Or put differently, what does Paradox actually do?
Their involvement in each of the games they're publishing (leaving aside the ones they develop internally) is probably different, but a few things that the "publisher role" can include that a distributor would not:
1) Being involved in decision making about what the game should be, specifically pre-release (and possibly before work really even starts at all). This may or may not be a "publisher actually has the authority" situation, but it often is.
2) Provide upfront funding (this is generally very "expensive" money for the developer in terms of the publisher's corresponding cut of the actual revenue).
3) Do most/all of the actual advertising/promotion/etc.
4) Work out distributor agreements. This used to be one of the most important parts: sure, you could develop a game, but how could you distribute it? Walmart doesn't talk to indies, they talk to publishers. Shareware/etc worked for some people, but it was hard to make a living. This is less important now with digital distribution, but even there getting on steam is not
an easy thing for an indie. Having a publisher like Paradox behind you makes that a lot easier.

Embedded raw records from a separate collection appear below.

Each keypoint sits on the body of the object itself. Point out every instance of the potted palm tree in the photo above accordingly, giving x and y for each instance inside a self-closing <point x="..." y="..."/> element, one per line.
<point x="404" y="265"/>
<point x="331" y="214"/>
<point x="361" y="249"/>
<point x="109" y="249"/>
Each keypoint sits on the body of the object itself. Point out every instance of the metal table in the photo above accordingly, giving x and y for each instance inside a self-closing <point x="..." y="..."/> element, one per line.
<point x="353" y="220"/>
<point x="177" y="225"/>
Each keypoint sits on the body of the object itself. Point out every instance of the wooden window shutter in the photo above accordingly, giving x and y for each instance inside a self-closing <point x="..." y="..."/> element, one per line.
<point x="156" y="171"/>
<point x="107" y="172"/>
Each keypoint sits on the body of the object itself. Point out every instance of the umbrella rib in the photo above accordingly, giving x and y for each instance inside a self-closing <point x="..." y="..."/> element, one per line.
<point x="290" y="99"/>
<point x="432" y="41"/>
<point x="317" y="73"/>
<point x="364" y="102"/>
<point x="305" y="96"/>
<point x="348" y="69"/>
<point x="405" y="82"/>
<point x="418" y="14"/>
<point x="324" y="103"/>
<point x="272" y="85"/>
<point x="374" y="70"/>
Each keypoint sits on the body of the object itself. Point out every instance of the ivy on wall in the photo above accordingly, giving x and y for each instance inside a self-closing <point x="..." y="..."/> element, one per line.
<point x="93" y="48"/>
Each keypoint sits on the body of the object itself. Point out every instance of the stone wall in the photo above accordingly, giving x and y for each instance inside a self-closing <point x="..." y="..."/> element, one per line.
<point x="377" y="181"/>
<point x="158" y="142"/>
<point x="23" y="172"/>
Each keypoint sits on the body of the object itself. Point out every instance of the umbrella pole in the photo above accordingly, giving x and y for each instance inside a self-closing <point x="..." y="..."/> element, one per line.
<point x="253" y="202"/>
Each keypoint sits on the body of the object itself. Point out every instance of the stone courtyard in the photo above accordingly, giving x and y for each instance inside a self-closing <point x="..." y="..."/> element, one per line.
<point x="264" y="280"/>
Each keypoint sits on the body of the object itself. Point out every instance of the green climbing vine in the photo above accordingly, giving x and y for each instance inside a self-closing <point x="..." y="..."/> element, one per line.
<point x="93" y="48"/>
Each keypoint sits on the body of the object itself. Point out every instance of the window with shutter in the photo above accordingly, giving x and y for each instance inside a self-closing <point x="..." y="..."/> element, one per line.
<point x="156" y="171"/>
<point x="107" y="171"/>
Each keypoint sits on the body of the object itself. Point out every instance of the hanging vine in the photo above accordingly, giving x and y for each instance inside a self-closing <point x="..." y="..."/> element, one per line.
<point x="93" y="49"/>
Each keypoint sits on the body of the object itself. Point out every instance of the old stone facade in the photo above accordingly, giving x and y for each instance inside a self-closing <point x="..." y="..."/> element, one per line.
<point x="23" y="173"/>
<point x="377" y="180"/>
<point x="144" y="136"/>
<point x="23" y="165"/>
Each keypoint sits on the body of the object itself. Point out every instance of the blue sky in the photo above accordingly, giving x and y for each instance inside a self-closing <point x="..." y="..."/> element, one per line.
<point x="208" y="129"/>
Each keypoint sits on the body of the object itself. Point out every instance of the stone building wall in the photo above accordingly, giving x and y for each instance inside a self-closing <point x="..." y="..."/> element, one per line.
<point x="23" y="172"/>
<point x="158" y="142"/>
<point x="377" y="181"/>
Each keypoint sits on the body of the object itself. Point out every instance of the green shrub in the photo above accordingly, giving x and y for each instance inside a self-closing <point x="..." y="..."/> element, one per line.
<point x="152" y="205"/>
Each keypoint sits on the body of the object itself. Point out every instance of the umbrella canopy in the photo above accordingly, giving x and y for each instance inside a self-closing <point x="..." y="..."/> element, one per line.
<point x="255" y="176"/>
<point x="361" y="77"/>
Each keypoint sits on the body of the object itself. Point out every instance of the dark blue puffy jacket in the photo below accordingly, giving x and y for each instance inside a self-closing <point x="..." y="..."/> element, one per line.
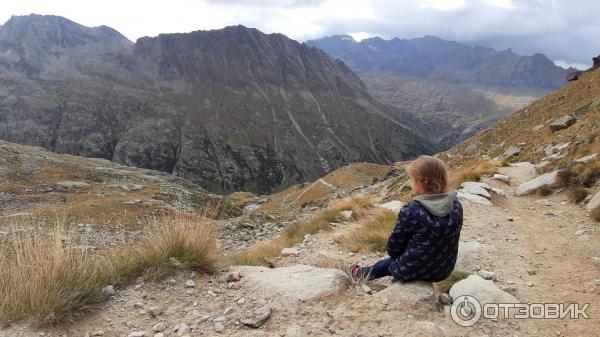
<point x="424" y="242"/>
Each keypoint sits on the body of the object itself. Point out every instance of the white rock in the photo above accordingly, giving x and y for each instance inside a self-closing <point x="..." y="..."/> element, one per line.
<point x="476" y="199"/>
<point x="548" y="179"/>
<point x="586" y="159"/>
<point x="426" y="329"/>
<point x="394" y="205"/>
<point x="524" y="164"/>
<point x="290" y="252"/>
<point x="594" y="203"/>
<point x="258" y="317"/>
<point x="72" y="184"/>
<point x="482" y="290"/>
<point x="137" y="334"/>
<point x="487" y="275"/>
<point x="346" y="214"/>
<point x="297" y="282"/>
<point x="501" y="177"/>
<point x="476" y="189"/>
<point x="407" y="292"/>
<point x="295" y="330"/>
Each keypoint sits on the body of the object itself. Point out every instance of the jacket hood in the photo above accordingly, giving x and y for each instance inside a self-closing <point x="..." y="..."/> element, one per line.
<point x="437" y="204"/>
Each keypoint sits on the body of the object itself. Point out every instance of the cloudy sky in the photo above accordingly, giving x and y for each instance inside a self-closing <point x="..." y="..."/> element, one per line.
<point x="565" y="30"/>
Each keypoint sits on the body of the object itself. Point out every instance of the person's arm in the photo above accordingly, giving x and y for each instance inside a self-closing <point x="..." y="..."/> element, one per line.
<point x="401" y="234"/>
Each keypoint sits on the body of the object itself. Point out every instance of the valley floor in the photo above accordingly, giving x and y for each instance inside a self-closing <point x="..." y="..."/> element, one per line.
<point x="541" y="251"/>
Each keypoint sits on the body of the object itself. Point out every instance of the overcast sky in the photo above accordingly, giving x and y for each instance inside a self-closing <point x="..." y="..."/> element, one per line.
<point x="567" y="31"/>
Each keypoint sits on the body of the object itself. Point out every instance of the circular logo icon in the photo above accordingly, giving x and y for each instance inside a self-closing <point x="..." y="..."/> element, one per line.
<point x="466" y="310"/>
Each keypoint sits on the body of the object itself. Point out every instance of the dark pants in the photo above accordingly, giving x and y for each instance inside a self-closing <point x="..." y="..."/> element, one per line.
<point x="380" y="269"/>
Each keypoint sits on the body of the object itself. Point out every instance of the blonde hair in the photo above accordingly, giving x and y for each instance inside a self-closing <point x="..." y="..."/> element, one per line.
<point x="431" y="172"/>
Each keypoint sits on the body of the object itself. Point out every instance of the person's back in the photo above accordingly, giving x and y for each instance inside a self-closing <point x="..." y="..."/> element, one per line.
<point x="424" y="243"/>
<point x="433" y="222"/>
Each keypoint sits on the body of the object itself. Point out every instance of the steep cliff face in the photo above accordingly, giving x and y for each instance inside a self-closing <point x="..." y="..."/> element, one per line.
<point x="446" y="90"/>
<point x="437" y="59"/>
<point x="232" y="109"/>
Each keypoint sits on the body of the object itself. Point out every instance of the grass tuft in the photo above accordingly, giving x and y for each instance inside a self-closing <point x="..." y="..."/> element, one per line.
<point x="374" y="232"/>
<point x="578" y="194"/>
<point x="473" y="172"/>
<point x="264" y="253"/>
<point x="48" y="283"/>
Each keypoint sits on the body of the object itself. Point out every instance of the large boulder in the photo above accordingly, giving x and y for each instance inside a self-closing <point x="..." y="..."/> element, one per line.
<point x="562" y="123"/>
<point x="295" y="283"/>
<point x="545" y="180"/>
<point x="483" y="290"/>
<point x="594" y="204"/>
<point x="476" y="199"/>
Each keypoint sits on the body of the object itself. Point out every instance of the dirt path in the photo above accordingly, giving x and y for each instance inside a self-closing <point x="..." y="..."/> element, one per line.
<point x="534" y="252"/>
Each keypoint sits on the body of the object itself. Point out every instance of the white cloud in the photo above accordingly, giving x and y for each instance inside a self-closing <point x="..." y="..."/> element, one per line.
<point x="564" y="30"/>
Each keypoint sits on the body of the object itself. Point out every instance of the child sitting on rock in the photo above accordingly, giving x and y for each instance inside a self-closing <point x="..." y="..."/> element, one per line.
<point x="424" y="243"/>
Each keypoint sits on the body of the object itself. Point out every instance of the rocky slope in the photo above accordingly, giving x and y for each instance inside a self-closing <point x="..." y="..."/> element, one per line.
<point x="554" y="131"/>
<point x="232" y="109"/>
<point x="435" y="84"/>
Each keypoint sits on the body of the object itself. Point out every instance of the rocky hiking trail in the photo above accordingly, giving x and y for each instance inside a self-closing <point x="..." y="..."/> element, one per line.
<point x="537" y="249"/>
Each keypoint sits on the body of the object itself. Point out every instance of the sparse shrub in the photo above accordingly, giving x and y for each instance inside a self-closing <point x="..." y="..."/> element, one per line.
<point x="578" y="194"/>
<point x="566" y="178"/>
<point x="544" y="191"/>
<point x="473" y="173"/>
<point x="373" y="233"/>
<point x="595" y="214"/>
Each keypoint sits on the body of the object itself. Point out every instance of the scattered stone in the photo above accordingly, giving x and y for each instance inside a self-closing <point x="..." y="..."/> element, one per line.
<point x="219" y="328"/>
<point x="476" y="199"/>
<point x="512" y="152"/>
<point x="476" y="189"/>
<point x="501" y="177"/>
<point x="299" y="282"/>
<point x="108" y="290"/>
<point x="546" y="180"/>
<point x="537" y="127"/>
<point x="155" y="311"/>
<point x="524" y="164"/>
<point x="290" y="252"/>
<point x="408" y="292"/>
<point x="562" y="123"/>
<point x="486" y="275"/>
<point x="138" y="334"/>
<point x="426" y="329"/>
<point x="484" y="291"/>
<point x="394" y="205"/>
<point x="346" y="214"/>
<point x="181" y="329"/>
<point x="587" y="159"/>
<point x="159" y="327"/>
<point x="295" y="330"/>
<point x="258" y="317"/>
<point x="70" y="185"/>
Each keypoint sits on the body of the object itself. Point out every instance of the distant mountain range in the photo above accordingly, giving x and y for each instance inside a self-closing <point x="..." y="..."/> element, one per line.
<point x="444" y="89"/>
<point x="230" y="109"/>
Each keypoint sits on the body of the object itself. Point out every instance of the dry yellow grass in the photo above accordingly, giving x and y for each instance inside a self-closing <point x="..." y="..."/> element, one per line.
<point x="264" y="253"/>
<point x="374" y="232"/>
<point x="472" y="172"/>
<point x="46" y="282"/>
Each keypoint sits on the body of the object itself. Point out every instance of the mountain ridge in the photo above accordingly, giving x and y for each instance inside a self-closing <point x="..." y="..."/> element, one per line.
<point x="230" y="109"/>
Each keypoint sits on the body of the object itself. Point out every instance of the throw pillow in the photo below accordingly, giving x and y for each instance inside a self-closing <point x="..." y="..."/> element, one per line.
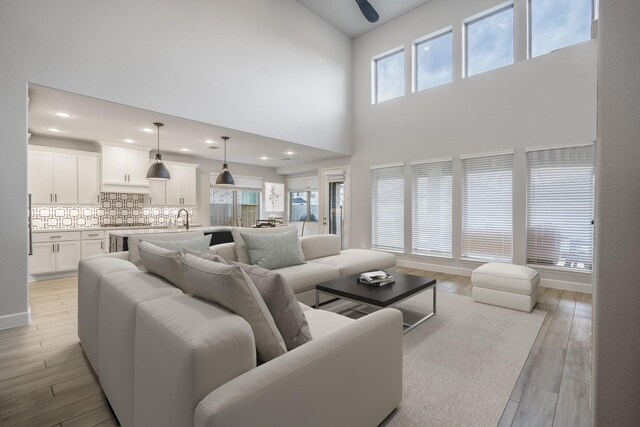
<point x="241" y="250"/>
<point x="273" y="250"/>
<point x="282" y="304"/>
<point x="163" y="262"/>
<point x="232" y="288"/>
<point x="198" y="244"/>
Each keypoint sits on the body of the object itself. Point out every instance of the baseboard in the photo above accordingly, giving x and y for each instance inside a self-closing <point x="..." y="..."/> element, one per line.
<point x="564" y="285"/>
<point x="460" y="271"/>
<point x="438" y="268"/>
<point x="17" y="319"/>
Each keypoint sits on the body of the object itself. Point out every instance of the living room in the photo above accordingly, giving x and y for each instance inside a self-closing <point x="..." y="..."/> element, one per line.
<point x="279" y="70"/>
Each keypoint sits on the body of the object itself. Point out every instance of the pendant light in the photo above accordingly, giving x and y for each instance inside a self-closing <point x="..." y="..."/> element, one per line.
<point x="158" y="170"/>
<point x="225" y="177"/>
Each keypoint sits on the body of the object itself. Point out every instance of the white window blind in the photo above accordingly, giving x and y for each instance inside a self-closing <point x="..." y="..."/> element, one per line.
<point x="560" y="207"/>
<point x="431" y="206"/>
<point x="487" y="207"/>
<point x="387" y="208"/>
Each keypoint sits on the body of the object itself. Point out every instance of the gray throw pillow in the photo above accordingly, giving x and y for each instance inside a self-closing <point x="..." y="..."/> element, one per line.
<point x="198" y="244"/>
<point x="273" y="250"/>
<point x="230" y="287"/>
<point x="282" y="304"/>
<point x="164" y="263"/>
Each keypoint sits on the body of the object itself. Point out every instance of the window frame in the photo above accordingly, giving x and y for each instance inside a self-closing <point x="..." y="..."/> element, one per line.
<point x="487" y="13"/>
<point x="374" y="73"/>
<point x="414" y="56"/>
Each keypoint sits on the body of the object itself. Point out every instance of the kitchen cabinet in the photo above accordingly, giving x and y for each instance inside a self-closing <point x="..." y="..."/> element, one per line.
<point x="124" y="169"/>
<point x="180" y="190"/>
<point x="53" y="176"/>
<point x="88" y="179"/>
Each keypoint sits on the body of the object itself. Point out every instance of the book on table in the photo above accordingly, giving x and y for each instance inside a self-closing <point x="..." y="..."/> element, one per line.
<point x="376" y="278"/>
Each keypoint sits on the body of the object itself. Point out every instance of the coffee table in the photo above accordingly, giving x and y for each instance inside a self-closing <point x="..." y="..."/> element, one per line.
<point x="405" y="286"/>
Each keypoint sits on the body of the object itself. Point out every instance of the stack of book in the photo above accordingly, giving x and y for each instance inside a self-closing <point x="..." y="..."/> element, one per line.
<point x="376" y="278"/>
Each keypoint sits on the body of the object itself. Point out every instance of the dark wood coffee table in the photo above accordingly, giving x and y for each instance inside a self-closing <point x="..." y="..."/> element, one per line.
<point x="405" y="286"/>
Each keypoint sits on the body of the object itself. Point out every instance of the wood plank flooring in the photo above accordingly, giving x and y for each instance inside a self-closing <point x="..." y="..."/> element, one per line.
<point x="45" y="380"/>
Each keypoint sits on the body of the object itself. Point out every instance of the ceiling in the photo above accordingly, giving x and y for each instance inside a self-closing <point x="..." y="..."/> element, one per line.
<point x="98" y="120"/>
<point x="346" y="16"/>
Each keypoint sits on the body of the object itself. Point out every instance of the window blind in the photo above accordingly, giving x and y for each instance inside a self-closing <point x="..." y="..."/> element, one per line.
<point x="560" y="207"/>
<point x="431" y="208"/>
<point x="487" y="207"/>
<point x="387" y="208"/>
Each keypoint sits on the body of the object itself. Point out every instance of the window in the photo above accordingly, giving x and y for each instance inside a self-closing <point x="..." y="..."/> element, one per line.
<point x="489" y="41"/>
<point x="487" y="207"/>
<point x="389" y="76"/>
<point x="234" y="207"/>
<point x="431" y="203"/>
<point x="560" y="207"/>
<point x="303" y="206"/>
<point x="433" y="61"/>
<point x="557" y="24"/>
<point x="387" y="208"/>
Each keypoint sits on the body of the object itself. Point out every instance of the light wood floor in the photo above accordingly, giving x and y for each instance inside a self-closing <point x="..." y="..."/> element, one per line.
<point x="45" y="380"/>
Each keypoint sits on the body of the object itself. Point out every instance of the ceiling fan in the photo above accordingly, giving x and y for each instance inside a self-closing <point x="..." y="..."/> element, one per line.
<point x="368" y="11"/>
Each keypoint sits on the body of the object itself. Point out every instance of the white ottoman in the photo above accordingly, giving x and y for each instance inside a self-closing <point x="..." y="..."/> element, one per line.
<point x="506" y="285"/>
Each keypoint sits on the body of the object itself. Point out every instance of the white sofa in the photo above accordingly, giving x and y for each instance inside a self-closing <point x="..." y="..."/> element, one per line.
<point x="168" y="359"/>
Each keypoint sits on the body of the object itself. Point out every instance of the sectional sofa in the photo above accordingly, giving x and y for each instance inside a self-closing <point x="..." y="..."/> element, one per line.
<point x="165" y="358"/>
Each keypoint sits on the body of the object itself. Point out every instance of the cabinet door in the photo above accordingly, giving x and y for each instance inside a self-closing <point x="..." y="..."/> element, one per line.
<point x="88" y="180"/>
<point x="40" y="176"/>
<point x="67" y="255"/>
<point x="157" y="192"/>
<point x="92" y="247"/>
<point x="114" y="165"/>
<point x="174" y="186"/>
<point x="188" y="186"/>
<point x="65" y="178"/>
<point x="137" y="166"/>
<point x="43" y="259"/>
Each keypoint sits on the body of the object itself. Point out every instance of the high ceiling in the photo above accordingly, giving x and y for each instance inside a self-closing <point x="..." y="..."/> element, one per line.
<point x="97" y="120"/>
<point x="345" y="14"/>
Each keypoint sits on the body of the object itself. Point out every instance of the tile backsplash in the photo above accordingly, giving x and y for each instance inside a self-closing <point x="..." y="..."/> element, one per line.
<point x="114" y="209"/>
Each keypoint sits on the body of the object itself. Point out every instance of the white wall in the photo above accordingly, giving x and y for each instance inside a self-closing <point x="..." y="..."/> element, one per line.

5) Own the intellectual property and/or rights to produce sequels/expansions/etc (which may or may not include rights to the "story" part of the IP, code technology, etc).
As you can imagine, having a publisher can be both a great enabler and an incredible frustration. In theory it could be a great relationship if you were working with people with absolute integrity and who had confidence in you, but in practice there's a lot of... well, problems. I don't want to turn this into a rant. Your imagination suffices, I'm sure
There's a lot of indies out there, even among people who could get a publisher if they wanted one, and there's a reason for that.